There is something about being here that feels right. Not that I fit in exactly but somehow I feel at ease. I suppose because no one here seems to mind about me. And because I’ve gotten used to feeling foreign.
But that’s the thing: I don’t feel foreign. So what if I can’t speak German? Most people will adapt. English is spoken most everywhere, at least a little. A few words of French here and there. And I’m getting to the point where I can pop out the odd German word. A number or the name of something. Brot. Kaffee. Freitag.
I’ve now learned all the days of the week and can do numbers up to a hundred. My vocabulary is growing daily. It’s putting the words all together in sentences that’s the problem. Especially understanding others when they stream them into sentences, even snippets. I nod a lot, that time-worn strategy, and when the going gets tough, I say ‘Kein Deutsch’ and throw up my hands. If it’s a good day I’ll throw in ‘Entschuldigung‘.
Freitag is an easy one as it’s so close to the English. ‘Frei’ actually means free, which makes sense to me. Friday, with the weekend just ahead, feels free and sort of fun. It’s usually the day when I schedule appointments and errands other than work. Today I’m going to the dentist: der Zahnarzt. Not so fun but I’m happy to have found an English-speaking dentist.
I’m also learning a few social norms. There is a thing on Swiss trains where people don’t sit in an empty seat next to you without asking, “Frei?” And people in shops will wait for you to be finished in a particular part of the aisle before moving in to make their selection. In parking lots they’ll wait for you to move out of your spot. Which is quite strange. I mean, quelle idée! This would never have happened in France.

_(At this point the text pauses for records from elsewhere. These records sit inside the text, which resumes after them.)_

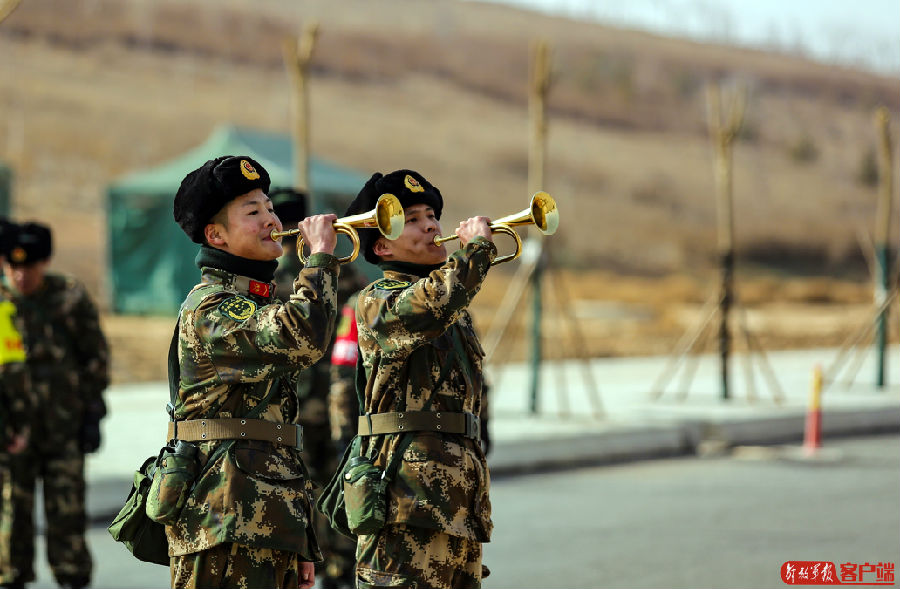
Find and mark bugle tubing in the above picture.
[271,193,406,264]
[434,192,559,266]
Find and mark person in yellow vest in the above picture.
[0,218,30,588]
[0,219,28,452]
[0,222,109,588]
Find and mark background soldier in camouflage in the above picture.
[0,219,29,588]
[347,170,497,589]
[166,156,338,587]
[0,223,109,587]
[269,188,365,589]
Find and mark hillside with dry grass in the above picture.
[0,0,900,380]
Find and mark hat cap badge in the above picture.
[241,160,259,180]
[403,174,425,192]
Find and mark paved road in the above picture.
[484,436,900,589]
[24,435,900,589]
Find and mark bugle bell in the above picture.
[272,193,406,264]
[434,192,559,266]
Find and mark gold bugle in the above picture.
[434,192,559,266]
[271,193,406,264]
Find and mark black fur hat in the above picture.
[173,155,269,243]
[0,217,19,257]
[345,170,444,264]
[269,188,307,224]
[8,223,53,264]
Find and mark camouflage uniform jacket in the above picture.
[2,273,109,453]
[356,238,497,542]
[166,254,338,560]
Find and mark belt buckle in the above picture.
[464,411,481,440]
[294,424,303,452]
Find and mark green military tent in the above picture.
[0,162,12,217]
[106,126,369,314]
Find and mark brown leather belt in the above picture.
[358,411,481,440]
[167,417,303,450]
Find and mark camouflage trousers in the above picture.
[356,524,486,589]
[301,422,356,588]
[0,440,92,585]
[169,544,310,589]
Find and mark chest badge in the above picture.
[219,295,256,323]
[375,278,411,290]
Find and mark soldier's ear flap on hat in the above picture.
[7,222,53,264]
[269,188,307,223]
[172,155,269,243]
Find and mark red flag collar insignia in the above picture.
[249,280,272,297]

Still, it makes me feel oddly pressured. In a good way, I suppose. I’d rather feel I have to hurry up to be thoughtful of my neighbours than pressured by people’s anger. But the thing is, you build up a persona for yourself in public places. And for years, I had the French ‘carapace’. A kind of tough shell that you build up in defense. It seems that here the approach is more subtle. It takes some getting used to.
The other news is that I’ve quit my German language course. For a bunch of reasons but mainly because of the teacher. He was a short, macho type with a big belly and little patience for those who didn’t understand immediately. At first I thought it was me. So I tried harder. But I felt discouraged and ultimately that I was wasting my time in class. That on top of the fact that we were stuck inside a small, poorly ventilated room for two hours amidst a spike in Covid cases. And although we were all wearing masks, it felt risky.

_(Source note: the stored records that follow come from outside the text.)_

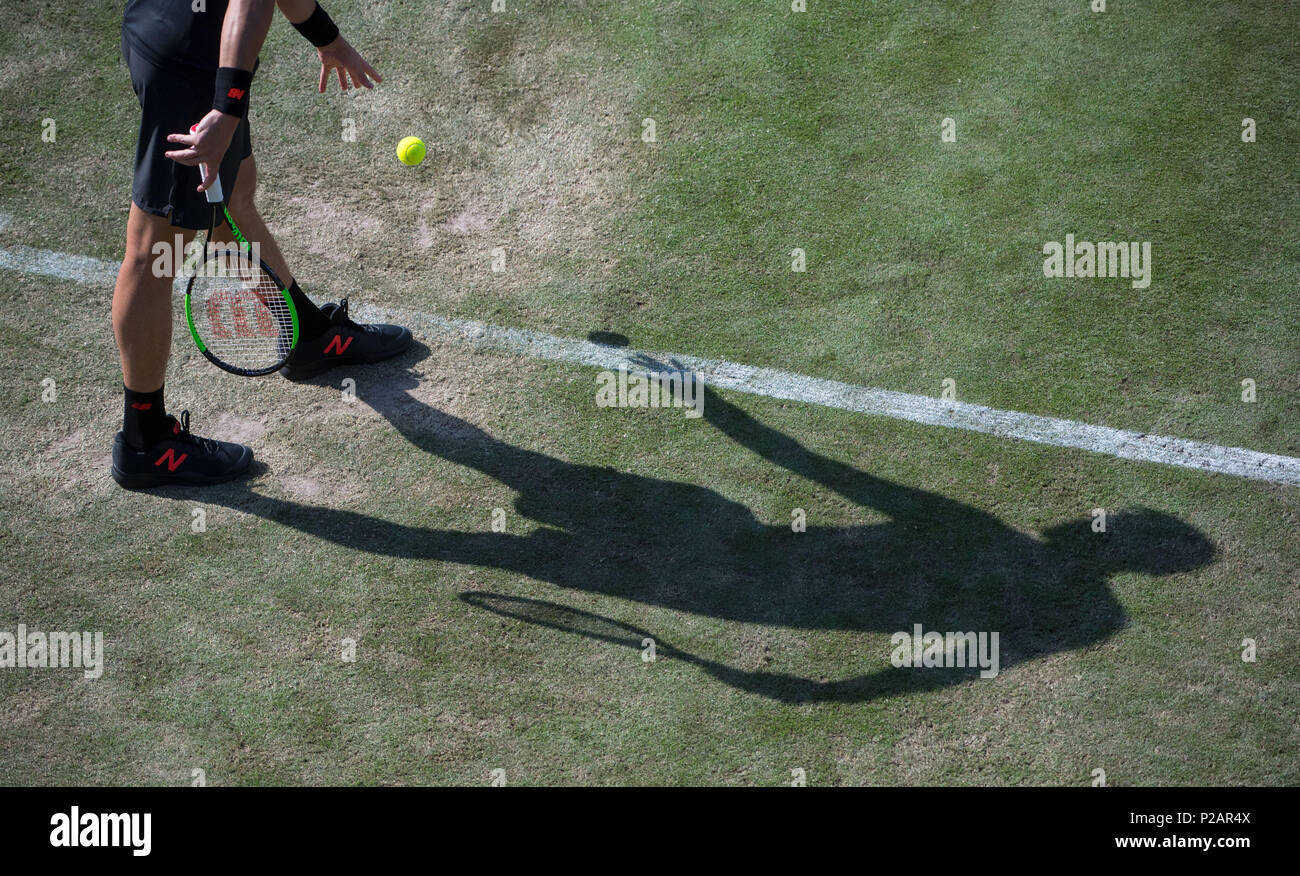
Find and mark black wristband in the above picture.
[212,66,252,118]
[294,3,338,48]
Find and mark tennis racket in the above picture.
[185,150,298,377]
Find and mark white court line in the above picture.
[0,228,1300,486]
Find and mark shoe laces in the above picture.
[172,411,218,454]
[330,298,374,331]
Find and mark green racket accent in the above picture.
[221,204,252,252]
[280,289,298,347]
[222,204,298,350]
[185,295,205,352]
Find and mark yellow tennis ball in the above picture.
[398,136,424,166]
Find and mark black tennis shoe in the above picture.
[113,411,252,490]
[280,298,411,381]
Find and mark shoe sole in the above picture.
[112,447,252,490]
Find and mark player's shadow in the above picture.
[202,350,1214,702]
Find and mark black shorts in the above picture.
[122,35,252,231]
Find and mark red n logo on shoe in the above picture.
[153,447,189,472]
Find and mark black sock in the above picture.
[289,279,329,341]
[122,386,168,450]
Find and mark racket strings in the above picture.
[190,247,294,370]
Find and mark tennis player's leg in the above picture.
[213,152,411,381]
[112,39,252,489]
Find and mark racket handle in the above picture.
[190,125,225,204]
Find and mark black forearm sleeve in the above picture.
[294,3,338,48]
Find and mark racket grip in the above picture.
[190,125,225,204]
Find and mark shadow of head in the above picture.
[1043,508,1217,574]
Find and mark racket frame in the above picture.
[185,168,298,377]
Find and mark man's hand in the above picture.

To be fair I’ve always had trouble with teachers. I’m just one of those difficult students who can only cooperate if I understand not just what but why we’re doing something. Well, let’s just say this teacher was not a very good communicator. In fact, he was a pretty poor teacher all round. I suspect he was disorganized and made up the plan as he went along. Whatever. It didn’t work for me. Of the six of us students, I was the second to drop out.
So now I’m pursuing German on my own. And I will get there, eventually, at least to some level of fluency.

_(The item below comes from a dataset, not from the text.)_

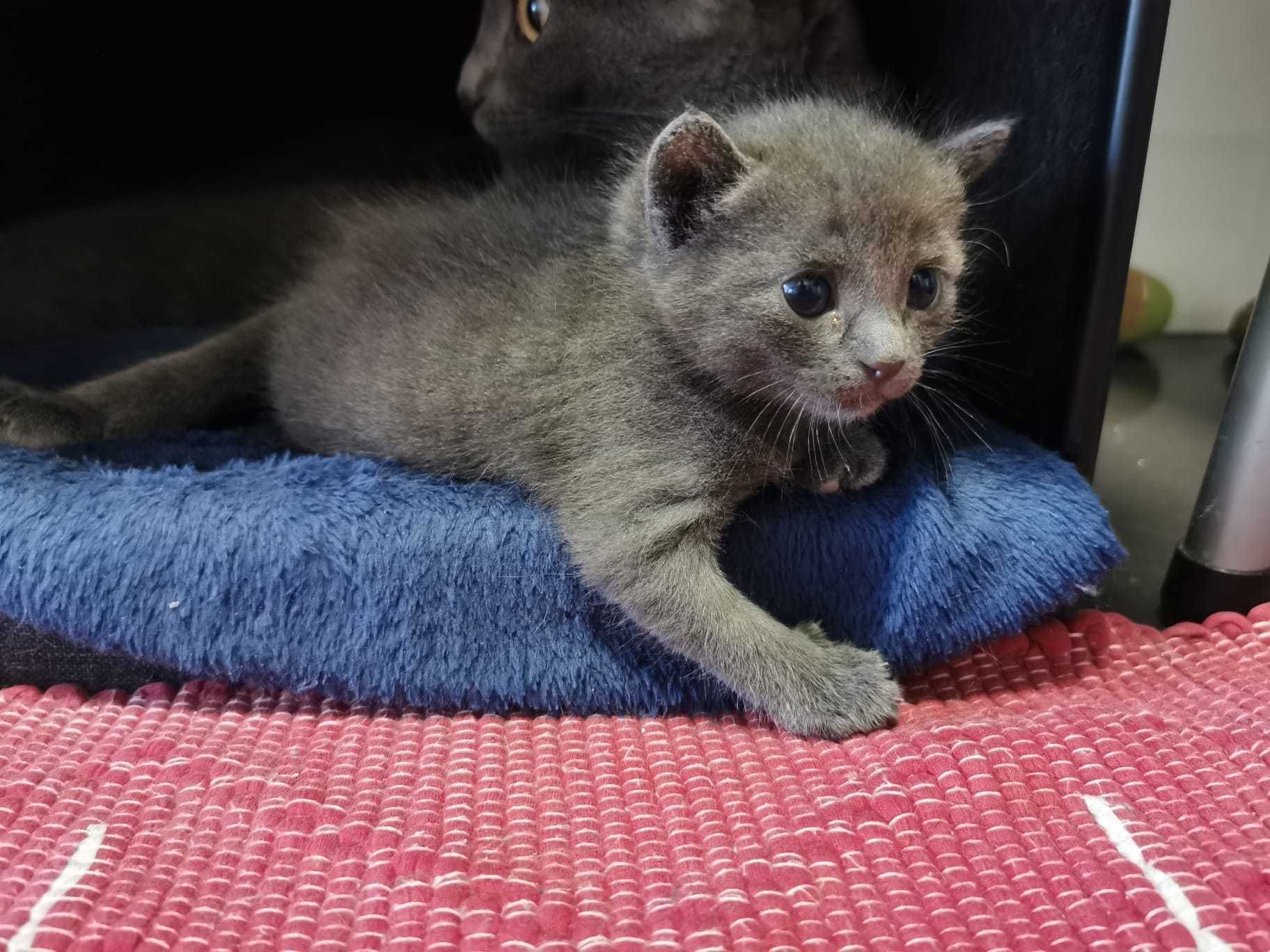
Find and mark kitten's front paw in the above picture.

In the meantime, it’s Freitag. And that brings me to the bags of the same name. I have always loved these Swiss German messenger bags made from recycled truck tarps. They’re sort of a cult thing around here.
Ridiculously expensive. But super practical and made to last, like forever. I got my first one this year.
The feature photo was taken just outside the Freitag shop in Interlaken where we were on holiday last summer. That’s another thing I like about Switzerland. I mean, an old-fashioned gumball machine? How Freitag!
What’s your favourite thing about Friday?